Le ballon entièrement délesté de tous les objets qu'il contenait, nous fûmes emportés à des hauteurs inappréciables! L'aérostat vibrait dans l'atmosphère. Le moindre bruit faisait éclater les voûtes célestes. Notre globe, le seul objet qui frappât ma vue dans l'immensité, semblait prêt à s'anéantir, et, au-dessus de nous, les hauteurs du ciel étoile se perdaient dans les ténèbres profondes!
Je vis l'individu se dresser devant moi!
«Voici l'heure! me dit-il. Il faut mourir! Nous sommes rejetés par les hommes! Ils nous méprisent! Écrasons-les!
—Grâce! fis-je.
—Coupons ces cordes! Que cette nacelle soit abandonnée dans l'espace! La force attractive changera de direction, et nous aborderons au soleil!»
Le désespoir me galvanisa. Je me précipitai sur le fou, nous nous prîmes corps à corps, et une lutte effroyable se passa! Mais je fus terrassé, et tandis qu'il me maintenait sous son genou, le fou coupait les cordes de la nacelle.
«Une!... fit-il.
—Mon Dieu!...
—Deux!... trois!...»
Je fis un effort surhumain, je me redressai et repoussai violemment l'insensé!
«Quatre!» dit-il.
La nacelle tomba, mais, instinctivement, je me cramponnai aux cordages et je me hissai dans les mailles du filet.
Le fou avait disparu dans l'espace!
Le ballon fût enlevé à une hauteur incommensurable! Un horrible craquement se fit entendre!... Le gaz, trop dilaté, avait crevé l'enveloppe! Je fermai les yeux ...
Quelques instants après, une chaleur humide me ranima. J'étais au milieu de nuages en feu. Le ballon tournoyait avec un vertige effrayant. Pris par le vent, il faisait cent lieues à l'heure dans sa course horizontale, et les éclairs se croisaient autour de lui.
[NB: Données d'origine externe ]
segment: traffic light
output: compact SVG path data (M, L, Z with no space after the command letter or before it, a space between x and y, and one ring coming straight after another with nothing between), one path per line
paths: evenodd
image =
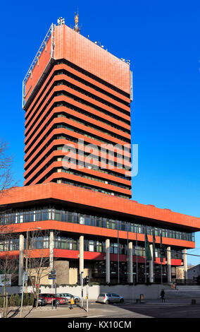
M163 247L161 247L161 255L163 257L165 256L165 249Z
M78 274L77 275L77 283L79 286L81 286L81 280L80 279L81 279L80 274Z
M84 283L85 285L88 285L89 284L89 277L88 275L87 277L85 277L84 278Z

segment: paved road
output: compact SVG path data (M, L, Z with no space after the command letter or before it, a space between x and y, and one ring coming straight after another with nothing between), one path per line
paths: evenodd
M19 317L19 315L16 318ZM89 302L89 312L78 307L70 309L67 305L58 307L56 310L51 307L42 310L24 313L26 318L200 318L200 301L195 305L191 300L171 300L165 302L149 300L141 304L125 301L124 304L103 304Z

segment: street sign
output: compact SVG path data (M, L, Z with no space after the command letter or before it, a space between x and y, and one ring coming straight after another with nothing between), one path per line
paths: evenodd
M26 271L24 271L23 275L23 279L24 280L25 283L27 282L28 279L28 274Z
M49 274L49 279L51 279L53 280L55 280L56 279L56 275L52 274Z

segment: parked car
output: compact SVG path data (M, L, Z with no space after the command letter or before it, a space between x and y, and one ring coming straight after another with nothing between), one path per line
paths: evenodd
M39 298L44 299L47 304L55 304L56 295L55 294L39 294ZM65 304L68 300L65 297L61 297L56 295L56 304Z
M124 302L124 298L122 295L118 295L118 294L115 293L101 293L99 294L98 296L98 302L106 303L106 304L108 304L109 303L114 303L114 302Z
M43 299L43 297L39 297L38 299L38 305L46 305L46 301L45 299Z
M70 302L70 299L73 297L75 302L80 302L80 297L77 295L73 295L72 294L69 293L59 293L58 294L58 296L60 296L61 297L64 297L65 299L68 300L68 302Z

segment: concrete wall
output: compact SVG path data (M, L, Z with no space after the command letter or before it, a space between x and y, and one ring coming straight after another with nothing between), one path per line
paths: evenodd
M1 289L2 288L2 289ZM157 300L161 290L160 285L137 285L136 286L116 285L116 286L103 286L94 285L89 287L89 300L96 300L98 295L102 292L114 292L120 294L124 297L125 300L135 300L139 297L140 294L144 295L144 300ZM22 292L21 287L8 287L6 291L8 294ZM28 287L28 292L32 291L32 287ZM55 293L55 289L49 287L42 286L40 287L42 293ZM0 287L0 292L3 292L3 287ZM73 295L81 296L80 286L65 286L57 287L57 293L68 292ZM86 287L84 287L84 298L86 297Z

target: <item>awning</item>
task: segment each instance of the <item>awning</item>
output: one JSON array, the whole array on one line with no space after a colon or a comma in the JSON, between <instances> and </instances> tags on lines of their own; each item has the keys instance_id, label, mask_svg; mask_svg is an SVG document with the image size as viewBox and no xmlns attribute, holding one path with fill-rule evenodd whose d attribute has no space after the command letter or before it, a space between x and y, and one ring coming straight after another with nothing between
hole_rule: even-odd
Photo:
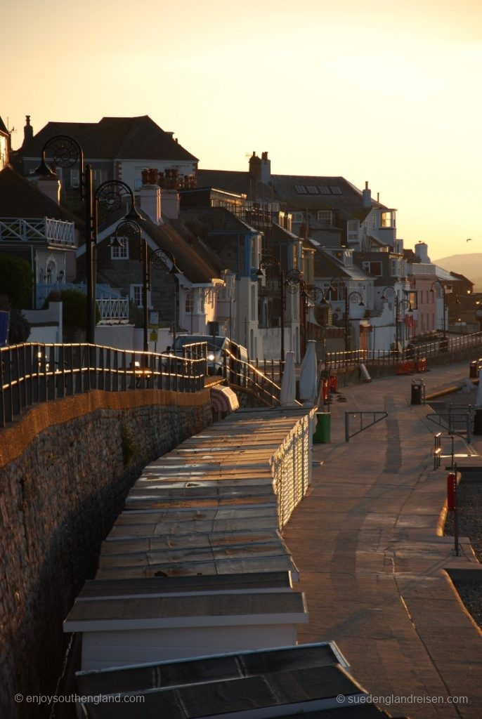
<instances>
[{"instance_id":1,"label":"awning","mask_svg":"<svg viewBox=\"0 0 482 719\"><path fill-rule=\"evenodd\" d=\"M235 412L240 408L235 392L229 387L213 387L211 390L211 405L215 412Z\"/></svg>"}]
</instances>

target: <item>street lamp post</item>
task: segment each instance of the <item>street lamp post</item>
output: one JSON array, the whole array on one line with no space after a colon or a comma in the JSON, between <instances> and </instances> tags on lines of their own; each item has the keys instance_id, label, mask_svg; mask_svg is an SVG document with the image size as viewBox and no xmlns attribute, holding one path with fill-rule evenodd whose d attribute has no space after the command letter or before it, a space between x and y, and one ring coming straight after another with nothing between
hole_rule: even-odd
<instances>
[{"instance_id":1,"label":"street lamp post","mask_svg":"<svg viewBox=\"0 0 482 719\"><path fill-rule=\"evenodd\" d=\"M358 302L360 307L365 307L365 303L363 302L362 295L359 292L357 292L355 290L353 292L348 292L347 283L342 278L332 278L329 280L329 290L331 292L334 292L335 290L337 290L340 287L343 288L343 300L345 301L345 352L347 352L350 349L350 303Z\"/></svg>"},{"instance_id":2,"label":"street lamp post","mask_svg":"<svg viewBox=\"0 0 482 719\"><path fill-rule=\"evenodd\" d=\"M46 162L48 155L53 158L59 168L69 168L78 163L81 182L81 199L84 203L86 224L86 273L87 276L87 342L95 343L96 333L96 276L94 263L94 247L97 242L98 209L106 212L115 212L120 209L125 196L130 200L130 209L124 219L143 221L143 218L135 207L134 193L130 187L121 180L109 180L102 183L94 191L92 166L84 167L83 151L77 140L68 135L55 135L47 139L42 148L40 164L35 170L35 175L55 177L55 173Z\"/></svg>"},{"instance_id":3,"label":"street lamp post","mask_svg":"<svg viewBox=\"0 0 482 719\"><path fill-rule=\"evenodd\" d=\"M276 260L276 257L273 257L271 255L265 255L264 257L261 257L261 261L260 262L259 269L258 270L258 277L265 276L263 270L268 270L270 269L275 269L276 270L276 274L278 275L278 285L280 290L280 331L281 331L281 367L283 366L283 362L284 362L284 272L281 268L281 265L279 260ZM229 303L229 311L231 308L231 304ZM281 370L281 372L283 370Z\"/></svg>"},{"instance_id":4,"label":"street lamp post","mask_svg":"<svg viewBox=\"0 0 482 719\"><path fill-rule=\"evenodd\" d=\"M408 300L400 300L399 299L399 296L395 295L395 324L396 325L396 341L399 341L399 322L400 321L400 310L402 311L408 307L409 312L413 312L413 310L410 306L410 303ZM409 331L409 339L410 339L410 333ZM402 349L405 349L405 330L404 330L404 342L403 342Z\"/></svg>"},{"instance_id":5,"label":"street lamp post","mask_svg":"<svg viewBox=\"0 0 482 719\"><path fill-rule=\"evenodd\" d=\"M167 275L172 275L174 279L174 319L173 321L173 347L176 349L176 326L178 321L178 298L179 296L179 278L181 270L176 264L176 258L168 249L154 249L149 255L147 261L147 278L150 278L150 265L158 270L163 270Z\"/></svg>"},{"instance_id":6,"label":"street lamp post","mask_svg":"<svg viewBox=\"0 0 482 719\"><path fill-rule=\"evenodd\" d=\"M432 283L432 286L430 288L430 292L435 292L435 290L434 289L434 285L439 285L440 287L440 289L442 290L442 305L443 305L443 321L442 321L442 327L443 327L443 338L444 338L444 343L445 343L445 340L447 339L447 331L446 331L446 326L445 326L445 314L446 314L446 311L447 311L447 305L445 304L445 285L443 284L443 283L440 282L440 280L434 280L434 281Z\"/></svg>"},{"instance_id":7,"label":"street lamp post","mask_svg":"<svg viewBox=\"0 0 482 719\"><path fill-rule=\"evenodd\" d=\"M290 270L286 275L285 285L291 294L294 294L299 288L299 325L300 325L300 352L304 357L306 352L306 283L300 270Z\"/></svg>"}]
</instances>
Cependant, ma chute n'était pas très-rapide. Quand je rouvris les yeux, j'aperçus la campagne. J'étais à deux milles de la mer, et l'ouragan m'y poussait avec force, quand une secousse brusque me fit lâcher prise. Mes mains s'ouvrirent, une corde glissa rapidement entre mes doigts, et je me trouvai à terre!
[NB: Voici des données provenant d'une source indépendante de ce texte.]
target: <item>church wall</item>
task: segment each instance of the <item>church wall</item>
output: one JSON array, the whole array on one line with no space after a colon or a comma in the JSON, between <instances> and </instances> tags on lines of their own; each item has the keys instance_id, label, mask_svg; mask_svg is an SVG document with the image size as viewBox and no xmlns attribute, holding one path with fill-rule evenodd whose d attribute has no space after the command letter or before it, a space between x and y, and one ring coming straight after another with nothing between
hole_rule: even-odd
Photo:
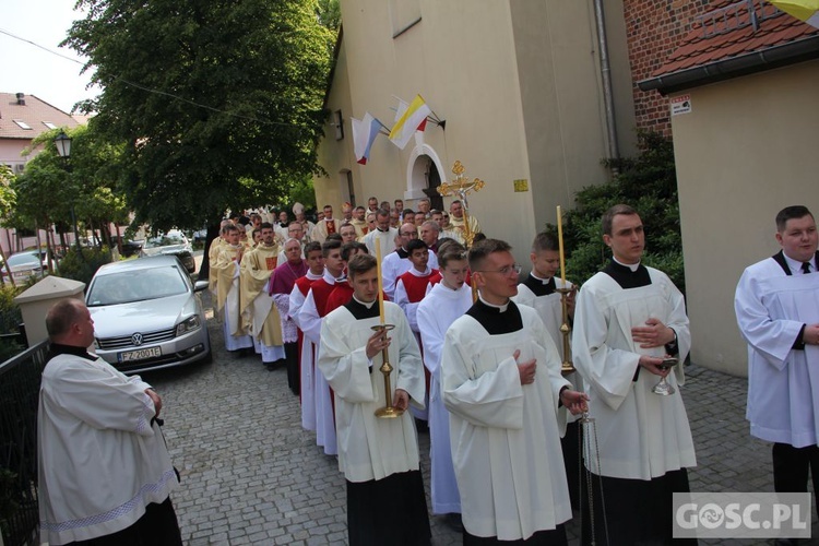
<instances>
[{"instance_id":1,"label":"church wall","mask_svg":"<svg viewBox=\"0 0 819 546\"><path fill-rule=\"evenodd\" d=\"M818 214L819 61L687 91L672 117L695 363L747 375L734 292L743 270L780 250L776 213ZM677 94L679 95L679 94Z\"/></svg>"},{"instance_id":2,"label":"church wall","mask_svg":"<svg viewBox=\"0 0 819 546\"><path fill-rule=\"evenodd\" d=\"M476 10L467 0L422 0L419 5L422 21L393 38L391 2L342 1L349 115L360 118L370 111L392 126L391 107L396 105L392 96L408 102L420 93L447 120L446 131L428 123L404 151L379 136L368 164L351 167L360 182L358 194L361 200L371 194L379 200L404 198L407 206L414 206L420 194L408 191L407 164L417 155L417 144L424 143L439 156L442 179L453 178L450 169L460 159L467 177L486 181L480 192L471 195L472 213L485 233L523 250L518 258L522 260L535 224L531 192L513 191L513 180L529 179L530 173L509 4L485 2ZM348 154L345 164L355 165L349 134L348 152L321 152L334 162L332 167L323 165L329 171L344 163L344 153ZM336 145L329 139L321 144ZM319 201L324 194L330 194L329 189L317 183ZM451 201L444 198L446 205Z\"/></svg>"}]
</instances>

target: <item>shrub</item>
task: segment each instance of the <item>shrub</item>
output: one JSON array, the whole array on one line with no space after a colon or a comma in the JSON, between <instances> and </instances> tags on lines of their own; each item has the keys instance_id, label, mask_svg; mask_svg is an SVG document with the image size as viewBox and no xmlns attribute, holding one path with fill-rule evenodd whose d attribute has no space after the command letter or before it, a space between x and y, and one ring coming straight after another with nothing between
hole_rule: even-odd
<instances>
[{"instance_id":1,"label":"shrub","mask_svg":"<svg viewBox=\"0 0 819 546\"><path fill-rule=\"evenodd\" d=\"M91 282L97 270L111 261L111 253L108 247L98 249L96 247L83 248L81 252L76 247L72 247L66 257L60 261L59 276L63 278L73 278L86 285Z\"/></svg>"},{"instance_id":2,"label":"shrub","mask_svg":"<svg viewBox=\"0 0 819 546\"><path fill-rule=\"evenodd\" d=\"M575 197L577 207L563 215L567 276L583 283L605 266L610 251L603 242L601 218L610 206L626 203L637 210L645 226L643 263L662 270L685 293L672 141L641 131L638 145L638 157L609 163L619 167L619 174L609 183L583 188ZM556 229L551 225L547 228Z\"/></svg>"}]
</instances>

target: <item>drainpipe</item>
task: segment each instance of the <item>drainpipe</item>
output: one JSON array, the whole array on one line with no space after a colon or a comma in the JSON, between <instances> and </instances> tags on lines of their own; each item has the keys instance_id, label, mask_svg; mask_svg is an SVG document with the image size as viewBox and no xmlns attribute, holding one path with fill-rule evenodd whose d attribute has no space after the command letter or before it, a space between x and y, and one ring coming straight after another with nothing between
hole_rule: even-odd
<instances>
[{"instance_id":1,"label":"drainpipe","mask_svg":"<svg viewBox=\"0 0 819 546\"><path fill-rule=\"evenodd\" d=\"M608 156L610 159L620 158L617 145L617 121L614 111L614 92L612 91L612 67L608 63L608 40L606 38L606 20L603 15L603 0L594 0L594 20L597 23L597 49L600 50L600 71L603 78L603 99L606 106L606 130L608 132ZM614 166L613 174L619 168Z\"/></svg>"}]
</instances>

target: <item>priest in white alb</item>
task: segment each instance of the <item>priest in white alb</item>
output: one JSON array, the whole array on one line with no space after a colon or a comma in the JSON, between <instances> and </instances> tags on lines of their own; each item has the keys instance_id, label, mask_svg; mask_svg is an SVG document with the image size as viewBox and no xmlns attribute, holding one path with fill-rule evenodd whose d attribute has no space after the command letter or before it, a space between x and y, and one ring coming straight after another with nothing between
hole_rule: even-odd
<instances>
[{"instance_id":1,"label":"priest in white alb","mask_svg":"<svg viewBox=\"0 0 819 546\"><path fill-rule=\"evenodd\" d=\"M430 544L429 517L410 404L424 404L424 365L399 306L379 312L376 259L357 254L348 264L353 299L321 325L319 368L335 392L339 468L347 482L351 546ZM387 333L372 327L388 323ZM390 393L380 371L388 351ZM379 418L387 396L403 414Z\"/></svg>"},{"instance_id":2,"label":"priest in white alb","mask_svg":"<svg viewBox=\"0 0 819 546\"><path fill-rule=\"evenodd\" d=\"M734 299L748 343L746 415L751 436L773 442L774 490L805 492L810 474L819 495L819 234L810 211L780 211L776 241L782 250L745 270Z\"/></svg>"},{"instance_id":3,"label":"priest in white alb","mask_svg":"<svg viewBox=\"0 0 819 546\"><path fill-rule=\"evenodd\" d=\"M468 260L478 301L449 328L441 357L463 543L566 544L560 435L565 410L584 411L586 396L560 376L534 309L511 301L520 272L511 247L485 239Z\"/></svg>"},{"instance_id":4,"label":"priest in white alb","mask_svg":"<svg viewBox=\"0 0 819 546\"><path fill-rule=\"evenodd\" d=\"M594 534L603 537L607 523L609 544L670 544L672 494L689 491L686 468L697 464L678 389L691 346L686 305L665 273L640 263L645 236L637 211L615 205L602 224L613 259L579 292L572 336L600 442L600 461L584 453ZM670 356L679 359L673 370L663 366ZM670 395L652 392L663 377L675 388ZM583 532L587 544L591 529Z\"/></svg>"}]
</instances>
C'était la corde de l'ancre, qui, balayant la surface du sol, s'était prise dans une crevasse, et mon ballon, délesté une dernière fois, alla se perdre au delà des mers.
Quand je revins à moi, j'étais couché chez un paysan, à Harderwick, petite ville de la Gueldre, à quinze lieues d'Amsterdam, sur les bords du Zuyderzée.
Un miracle m'avait sauvé la vie, mais mon voyage n'avait été qu'une série d'imprudences, faites par un fou, auxquelles je n'avais pu parer!
Que ce terrible récit, en instruisant ceux qui me lisent, ne décourage donc pas les explorateurs des routes de l'air!